March 10, 2010

London Broil in Asian-style Marinade

I found a new Asian-style marinade recipe and wanted to use it for London broil. The marinade is amazingly good and I will be using it again and again and again! London broil is not an actual cut of meat, but a way to prepare it; by marinating steak and either broiling or grilling it. When butchers label it as "London broil", the cut of meat is actually a flank steak or round roast/steak.

  • 1 1/2 lb "London broil"
  • 3 cloves garlic, minced
  • 1 to 2 tbsp fresh ginger root, minced or 1 to 2 tsp dried ground ginger root
  • 2 tbsp white vinegar
  • 1/4 c soy sauce
  • 2 tbsp Worcestershire sauce
  • 1 tbsp sesame oil
  • 1 tsp white sugar
  • 1/4 tsp crushed red pepper flakes (not pictured)

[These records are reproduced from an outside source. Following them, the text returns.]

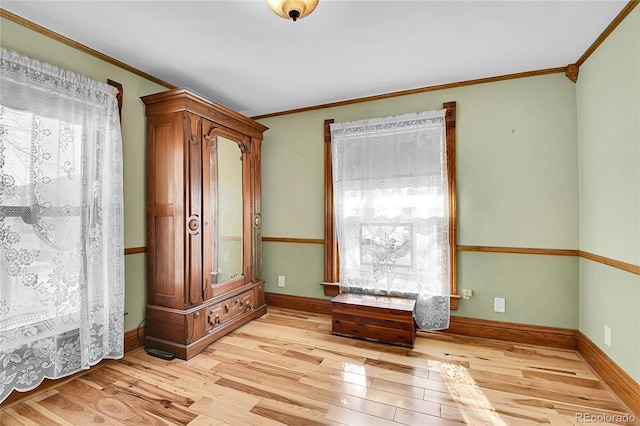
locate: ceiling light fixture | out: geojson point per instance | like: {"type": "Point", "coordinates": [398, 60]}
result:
{"type": "Point", "coordinates": [292, 9]}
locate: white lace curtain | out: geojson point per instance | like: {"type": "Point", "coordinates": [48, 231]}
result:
{"type": "Point", "coordinates": [61, 223]}
{"type": "Point", "coordinates": [391, 210]}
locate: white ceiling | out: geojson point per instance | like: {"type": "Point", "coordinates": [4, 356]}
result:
{"type": "Point", "coordinates": [242, 55]}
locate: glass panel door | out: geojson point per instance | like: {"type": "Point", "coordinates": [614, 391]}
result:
{"type": "Point", "coordinates": [226, 210]}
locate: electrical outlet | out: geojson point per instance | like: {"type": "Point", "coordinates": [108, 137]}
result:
{"type": "Point", "coordinates": [607, 335]}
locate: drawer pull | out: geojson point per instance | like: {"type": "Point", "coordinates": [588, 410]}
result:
{"type": "Point", "coordinates": [193, 224]}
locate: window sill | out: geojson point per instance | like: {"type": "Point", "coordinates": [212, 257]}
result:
{"type": "Point", "coordinates": [333, 289]}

  1. Pierce meat shallowly with fork on both sides to allow some of the marinade to penetrate.
  2. Combine all ingredients in a Ziplock bag and marinate for at least 4 hours and up to 24 hours in refrigerator.
  3. Let the meat sit out for 20 minutes prior to cooking, to reach room temperature.
  4. Preheat oven to broil.
  5. Broil for 5 (rare) to 8 minutes on each side, to desired doneness.
  6. Take out of oven. Allow meat rest for 5 minutes. Slice into very thin slices with sharp knife against the grain. Do not overcook, as it is better on the rare side.